En el silencio posterior al comentario de Charezal, Brukeval vio a Jondalar aparecer detrás de Ayla en actitud protectora. Lo envidió. Siempre había envidiado a Jondalar, que incluso era más alto que la mayoría. Pese a que su primo nunca había participado en las burlas con que otros se divertían a su costa y de hecho lo había defendido en más de una ocasión, Brukeval tenía la sensación de que Jondalar lo compadecía, y eso era aún peor. Ahora había vuelto a casa con aquella hermosa mujer a quien todos admiraban. ¿Por qué había personas tan afortunadas?

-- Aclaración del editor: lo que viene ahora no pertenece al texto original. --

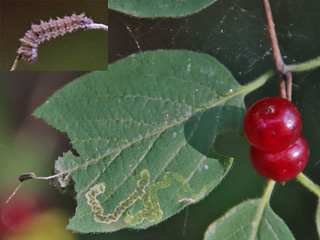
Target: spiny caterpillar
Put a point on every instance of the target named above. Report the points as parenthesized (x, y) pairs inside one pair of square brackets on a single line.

Su iracunda mirada a Charezal había inquietado a Ayla más de lo que él imaginaba. Ella no había visto una expresión así desde que abandonó el Clan de Brun, y le recordó a Broud, el hijo de la compañera de Brun, que a menudo la había mirado a ella del mismo modo. Ayla se estremeció con aquel recuerdo y deseó alejarse, pese a no ser ella quien había enfurecido a Brukeval.

Se volvió hacia Jondalar.

–Vámonos. Estoy cansada –susurró en mamutoi, dándose cuenta de que realmente estaba exhausta.

Acababan de culminar un largo y difícil viaje, y habían ocurrido ya tantas cosas que costaba creer que habían llegado ese mismo día. Primero, el nerviosismo de conocer a la familia de Jondalar y la tristeza de anunciarles la muerte de Thonolan; luego, la broma pesada de Marona y la agitación de presentarse ante toda la gente de aquella populosa caverna; y, por último, Brukeval. Era excesivo.

Jondalar percibió que el incidente entre Brukeval y Charezal la había alterado, y sospechaba la razón.

–Ha sido un largo día –dijo–. Creo que es hora de retirarnos.

Para Brukeval, al parecer fue una decepción que se marcharan cuando por fin había reunido el valor necesario para hablar con ella. Esbozó una vacilante sonrisa.

–¿No puedes quedarte un rato más? –preguntó.

–Ya es tarde. Mucha gente se ha ido a acostar, y estoy cansada –respondió Ayla devolviéndole la sonrisa. Una vez desaparecida la malévola expresión del rostro de Brukeval, ella fue capaz de sonreírle, pero sin el afecto de antes.